This farro salad with radicchio was delicious—easy to put together and very satisfying to eat. It’s a nice change from usual farro salads as the bitterness of the grilled radicchio combined with the tartness of the lemony dressing make a winning combination. The cheese adds a saltiness while the almonds add some crunch. I think it also could get other personal touches and would be a great starting point for lots of other versions. Charred romaine lettuce would work well and offer a bit less of the bitterness of the radicchio and I think any salty cheese would work, as would any nuts. Toasting the nuts certainly enhances their flavor and texture.

"I should cook with farro more often,” was my first thought after I enjoyed this salad—I had forgotten how good it is. It resembles brown rice, but I love that it takes less than half the time to cook.

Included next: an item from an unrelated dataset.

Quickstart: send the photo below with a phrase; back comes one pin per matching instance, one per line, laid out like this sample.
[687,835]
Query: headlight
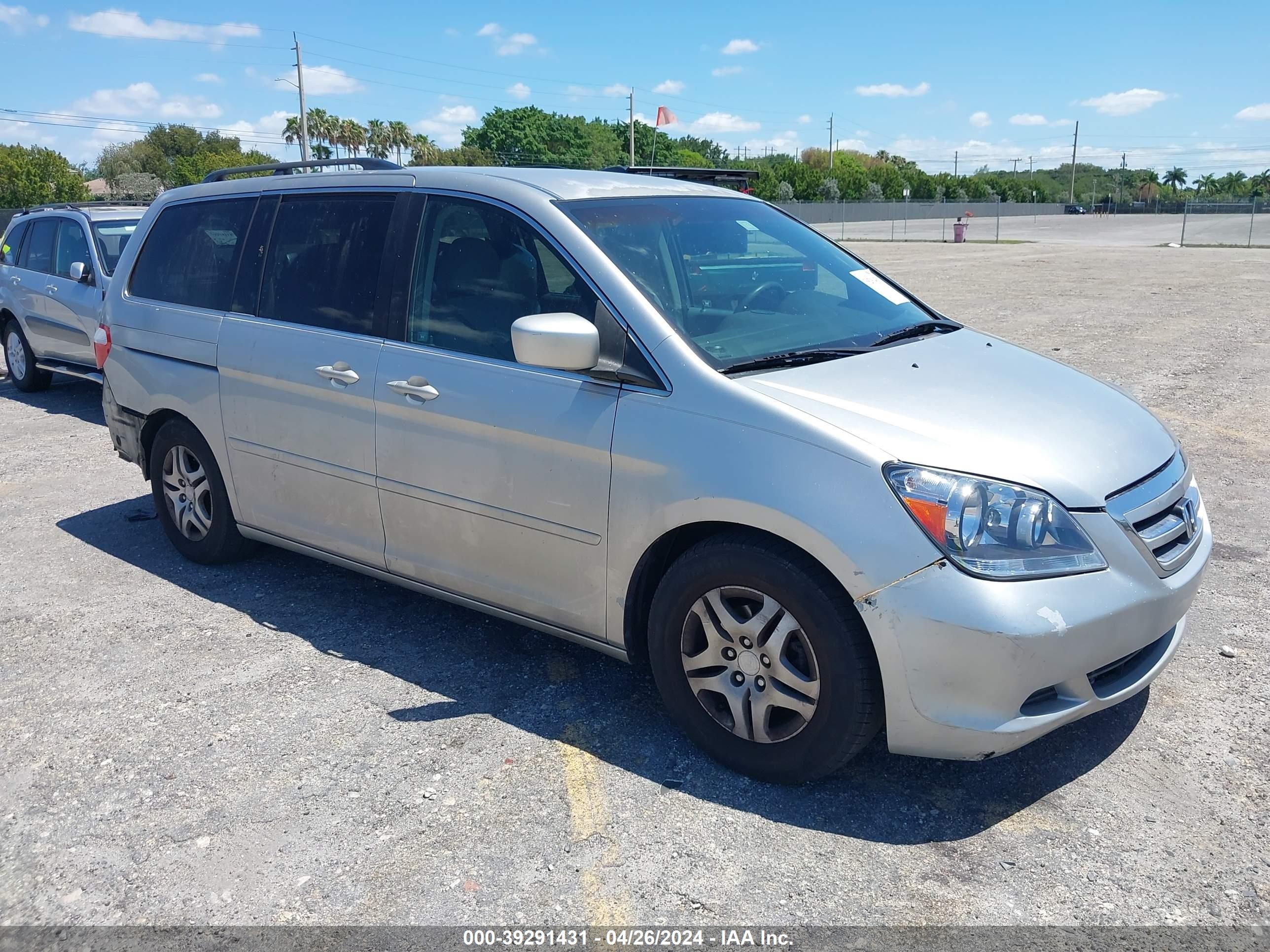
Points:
[993,530]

Farro’s nice, dense chew makes this salad satisfying along with the textures and flavors of other ingredients: crunchy and sweet almonds, firm and slightly bitter radicchio, and crumbly salty ricotta salata.

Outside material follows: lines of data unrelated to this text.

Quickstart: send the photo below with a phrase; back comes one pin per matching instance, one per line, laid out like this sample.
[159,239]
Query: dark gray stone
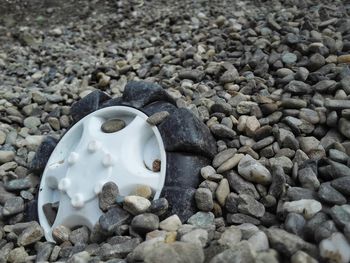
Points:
[113,218]
[42,154]
[145,223]
[140,93]
[328,194]
[182,131]
[88,104]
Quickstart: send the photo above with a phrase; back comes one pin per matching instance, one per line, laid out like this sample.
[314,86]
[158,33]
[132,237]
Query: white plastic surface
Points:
[86,158]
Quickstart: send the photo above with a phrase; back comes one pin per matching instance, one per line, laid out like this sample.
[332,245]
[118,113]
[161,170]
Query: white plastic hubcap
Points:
[86,158]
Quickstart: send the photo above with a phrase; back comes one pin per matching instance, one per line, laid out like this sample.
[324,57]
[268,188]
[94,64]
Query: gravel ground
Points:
[270,79]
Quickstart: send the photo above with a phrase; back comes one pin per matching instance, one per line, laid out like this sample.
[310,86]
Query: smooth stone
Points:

Of course you can endlessly expand on this recipe. Pistachios or pecans would be great substitutes for almonds and sweet bell peppers can certainly join radicchio on the grill. Got some delicious olives or other herbs to add? Why not? It’s not a grill-friendly season where I am yet, so here’s what I did with the radicchio: quartered it lengthwise, then went ahead and sliced the quarters crosswise, and tossed with olive oil. After the almonds were toasted, I used the same pan to roast the radicchio for 5 minutes at the same temperature, then put it under a broiler for 2 minutes to char the edges.